Bisky wird Vorsitzender der PDS.

Nachdem Gabi Zimmer den Weg frei gemacht hat, soll nun also ihr Vorgänger im Amt des Parteivorsitzenden, Lothar Bisky, die PDS wieder zur Sonne, zur Freiheit und dem Morgenrot entgegen führen. Und vielleicht ist auch Gregor Gysi demnächst wieder dabei. Für eine Kandidatur bei der Bundestagswahl 2006 mache er »die Tür nicht ganz zu«, verriet er dem Neuen Deutschland. Demokratische Sozialisten in einer Neuverfilmung von »Zurück in die Zukunft«: Es ist jedoch unwahrscheinlich, dass sie damit so viel Erfolg haben wie Robert Zemeckis’ Kassenschlager.

Karl Marx schrieb einst, bestimmte Abläufe ereigneten sich stets zweimal: Das eine Mal als Tragödie, das andere Mal als Farce. Das könnte auch in diesem Fall wieder zutreffen. »Ein Kurswechsel in Richtung sozialistischer Fundamentalismus ist mit mir nicht zu machen«, sagte Bisky in der vergangenen Woche. Das erinnert an frühere Auseinandersetzungen in der grünen Partei. Sind auch aus den »Realpolitikern« inzwischen »Reformer« geworden, ist doch die Beschreibung ihrer innerparteilichen Gegner als »Fundamentalisten« gleich geblieben.
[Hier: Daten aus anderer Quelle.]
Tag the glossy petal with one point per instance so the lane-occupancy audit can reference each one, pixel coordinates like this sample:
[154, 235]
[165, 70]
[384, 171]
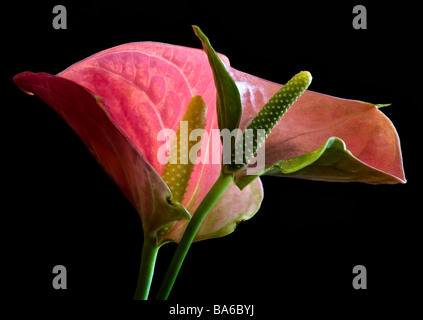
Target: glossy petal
[145, 87]
[368, 134]
[88, 116]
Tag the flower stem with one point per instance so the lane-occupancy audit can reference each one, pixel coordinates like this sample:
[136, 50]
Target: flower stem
[209, 200]
[148, 261]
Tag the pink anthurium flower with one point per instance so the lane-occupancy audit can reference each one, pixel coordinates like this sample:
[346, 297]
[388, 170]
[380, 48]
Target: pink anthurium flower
[117, 101]
[120, 99]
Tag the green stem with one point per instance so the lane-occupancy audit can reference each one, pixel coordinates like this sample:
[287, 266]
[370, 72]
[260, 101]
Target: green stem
[148, 260]
[209, 200]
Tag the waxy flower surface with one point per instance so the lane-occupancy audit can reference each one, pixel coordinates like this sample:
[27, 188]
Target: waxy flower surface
[119, 99]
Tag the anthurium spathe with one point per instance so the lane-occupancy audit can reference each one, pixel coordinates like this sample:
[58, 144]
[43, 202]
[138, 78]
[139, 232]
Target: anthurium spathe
[139, 89]
[119, 100]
Die Grünen entledigten sich auf ihrem ersten Parteitag nach der verlorenen Wahl von 1990 endgültig dieser Störenfriede. Nach dem Betriebsunfall von Gera wird ähnliches in der PDS nun im zweiten Anlauf auf dem Sonderparteitag Ende Juni geschehen. Vielleicht werden ja Diether Dehm und Uwe Hiksch zum Abschied wie weiland Jutta Ditfurth und ihre Freunde in Neumünster mit Wasserpistolen spritzen. Es würde zu ihnen passen.

Die Zeit für Dehm und Hiksch ist abgelaufen. »Da muss man einen klaren Schnitt machen«, fordert Gysi. Das ist kein Grund zur Trauer, allerdings erinnert die Dämonisierung der beiden ehemaligen Sozialdemokraten doch stark an jene »Streitkultur«, mit der einst die Grünen »regierungsfähig« gemacht wurden.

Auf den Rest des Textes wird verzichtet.